Imposte

Cripto-attività affrancate dal 1° gennaio versando un’imposta del 14%

Con la legge di Bilancio arriva una disciplina finalmente organica delle criptovalute

di Edoardo Belli Contarini

Con la bozza della legge di bilancio 2023, il legislatore colma finalmente il vuoto normativo in materia di criptovalute, ovvero delle “cripto-attività”; la nuova e più organica disciplina concerne il trattamento degli asset digitali sotto diversi profili, l’irpef, l’applicazione della relativa imposta sostitutiva anche da parte degli operatori non finanziari, l’imposta di bollo, l’ivafe e il monitoraggio fiscale. Vengono previsti, altresì, l’affrancamento delle cripto-attività, con riferimento al “valore normale” alla data del 1° gennaio 2023, previo pagamento di un’imposta sostitutiva del 14% e una “regolarizzazione” della posizione dei contribuenti per i periodi di imposta pregressi (articoli 30-34).

Ma andiamo per gradi. Per i soggetti passivi irpef l’articolo 30 inserisce un’altra e autonoma categoria di redditi diversi, aggiungendo, dopo la lettera c-quinquies) dell’articolo 67 del Tuir, di chiusura delle fattispecie imponibili precedenti, la lettera c-sexies), nella quale vengono incluse le plusvalenze derivanti dalla cessione a titolo oneroso, permuta, rimborso o detenzione delle cripto-attività, superiori a 2mila euro in ciascun periodo di imposta.

Viene quindi stabilita espressamente la rilevanza impositiva di tali redditi, diversamente dall’approccio dell’Agenzia, che, dalla risoluzione 72/E del 2016, li riconduce “a forza” tra i proventi realizzati mediante le cessioni di valute estere ex articolo 67, comma 1-ter.
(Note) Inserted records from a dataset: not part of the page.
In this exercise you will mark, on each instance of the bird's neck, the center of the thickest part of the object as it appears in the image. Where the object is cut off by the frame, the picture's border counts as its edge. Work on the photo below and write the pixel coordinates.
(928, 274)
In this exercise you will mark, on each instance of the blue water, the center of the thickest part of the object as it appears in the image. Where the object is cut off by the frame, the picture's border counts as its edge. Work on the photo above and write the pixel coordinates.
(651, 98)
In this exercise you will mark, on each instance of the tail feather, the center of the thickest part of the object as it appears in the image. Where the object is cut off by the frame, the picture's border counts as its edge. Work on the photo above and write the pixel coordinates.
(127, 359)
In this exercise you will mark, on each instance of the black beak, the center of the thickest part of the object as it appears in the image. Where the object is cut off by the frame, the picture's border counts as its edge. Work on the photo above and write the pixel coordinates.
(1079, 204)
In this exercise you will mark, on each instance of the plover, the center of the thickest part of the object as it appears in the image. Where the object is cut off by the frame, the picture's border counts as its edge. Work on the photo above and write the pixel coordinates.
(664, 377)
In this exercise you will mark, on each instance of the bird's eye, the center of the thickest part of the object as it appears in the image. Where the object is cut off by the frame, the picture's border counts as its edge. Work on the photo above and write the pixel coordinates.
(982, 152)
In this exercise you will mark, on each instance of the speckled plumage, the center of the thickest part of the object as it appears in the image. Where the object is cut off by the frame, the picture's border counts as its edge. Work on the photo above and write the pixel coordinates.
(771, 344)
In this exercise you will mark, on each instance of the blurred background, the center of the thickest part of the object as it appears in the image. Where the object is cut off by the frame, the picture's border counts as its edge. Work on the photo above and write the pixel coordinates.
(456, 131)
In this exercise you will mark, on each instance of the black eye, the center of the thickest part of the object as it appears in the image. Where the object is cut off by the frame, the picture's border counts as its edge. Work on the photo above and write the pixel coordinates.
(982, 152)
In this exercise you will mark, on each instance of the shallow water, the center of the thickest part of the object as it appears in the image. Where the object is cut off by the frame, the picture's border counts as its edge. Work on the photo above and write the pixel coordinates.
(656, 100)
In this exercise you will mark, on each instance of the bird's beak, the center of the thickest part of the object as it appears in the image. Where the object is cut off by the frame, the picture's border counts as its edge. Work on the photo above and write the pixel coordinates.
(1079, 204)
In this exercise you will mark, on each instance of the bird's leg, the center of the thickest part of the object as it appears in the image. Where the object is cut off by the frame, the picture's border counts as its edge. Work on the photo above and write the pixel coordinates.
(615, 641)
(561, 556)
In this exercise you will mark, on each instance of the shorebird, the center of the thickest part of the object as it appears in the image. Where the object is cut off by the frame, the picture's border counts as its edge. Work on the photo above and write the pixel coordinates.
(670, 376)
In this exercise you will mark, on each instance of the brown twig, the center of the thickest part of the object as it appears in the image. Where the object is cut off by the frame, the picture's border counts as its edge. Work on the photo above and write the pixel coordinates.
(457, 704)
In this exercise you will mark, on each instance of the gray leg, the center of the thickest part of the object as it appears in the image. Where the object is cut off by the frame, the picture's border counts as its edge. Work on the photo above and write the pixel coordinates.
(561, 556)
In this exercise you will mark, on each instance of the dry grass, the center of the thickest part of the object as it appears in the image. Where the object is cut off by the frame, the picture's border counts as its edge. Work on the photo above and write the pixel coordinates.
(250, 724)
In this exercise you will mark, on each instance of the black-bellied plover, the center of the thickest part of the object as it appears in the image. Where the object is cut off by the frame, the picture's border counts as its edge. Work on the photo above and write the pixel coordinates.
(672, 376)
Verosimilmente, il legislatore ha preso atto della definizione legale della valuta digitale (articolo 1 del Dlgs 231/2007 e articolo 1 del Dlgs 184/2021), in base alla quale le valute in blockchain non sono assimilabili alle monete cosiddette fiat, cioè aventi corso legale, valore liberatorio ex lege, in quanto emesse o garantite da un Banca centrale o da uno Stato.

Dunque, l’intervento normativo di ampio respiro, nonostante talune criticità – emendabili in sede di approvazione definitiva, come la rilevanza reddituale della mera “detenzione” degli asset digitali e la franchigia stabilita in 2mila euro - disvela l’intento di congegnare ex novo uno specifico regime tributario dei guadagni da criptovalute, con effetti ex nunc, cioè con tassazione dei proventi percepiti dal 2023. Tale assunto sembra però smentito dall’articolo 33, ove si contempla una speciale procedura di “regolarizzazione” che consente ai contribuenti di sanare gli inadempimenti (che risulterebbero) consumati fino al 31 dicembre 2021; a tal fine è necessario presentare una dichiarazione integrativa e assolvere un’imposta sostitutiva dei redditi realizzati in passato, corrispondente al 3,5% del “valore” delle attività emerse, nonché una sanzione ridotta allo 0,5% per l’omessa indicazione delle cripto-attività nel quadro RW.

Sembra così parzialmente recepito l’orientamento invalso nella prassi di reputare comunque rilevanti i proventi da criptovalute, nonostante il silentio legis in materia, bypassato con l’equiparazione alle valute estere tradizionali. Ma in virtù dei principi di tassatività e di irretroattività della legge tributaria – da cui pure il cosiddetto “numero chiuso” dei redditi in base agli articoli 1, 6 e 67 del Tuir – e considerato che le cripto-attività rappresentano asset digitali radicalmente diversi dalle monete, tantomeno estere, il prelievo non potrebbe retroagire. L’imponibilità (sopravvenuta e con diversa metodologia) dei proventi da cripto-attività non potrebbe scattare ex tunc, ma solo in seguito dell’entrata in vigore della legge di bilancio.

In tale prospettiva, non si spiega la facoltà concessa ai contribuenti di “regolarizzare” la propria posizione per il passato, i quali, anzi, in alcuni casi, sono ricorsi al rimedio del cosiddetto “solve et repete” soltanto per motivi di prudenza. Va aggiunto che la dichiarazione integrativa di emersione degli asset digitali, da presentare per i periodi di imposta aperti, vale solo ai fini dell’irpef e del monitoraggio fiscale, non risultando sanate le eventuali ipotesi di dichiarazione infedele ex articolo 4 del Dlgs 74/2000, in ragione delle plusvalenze cospicue realizzate a suo tempo. Soprattutto, resta ferma in capo al contribuente «la dimostrazione della liceità della provenienza delle somme investite», con un ulteriore effetto boomerang, salvo rettifica in corso d’opera.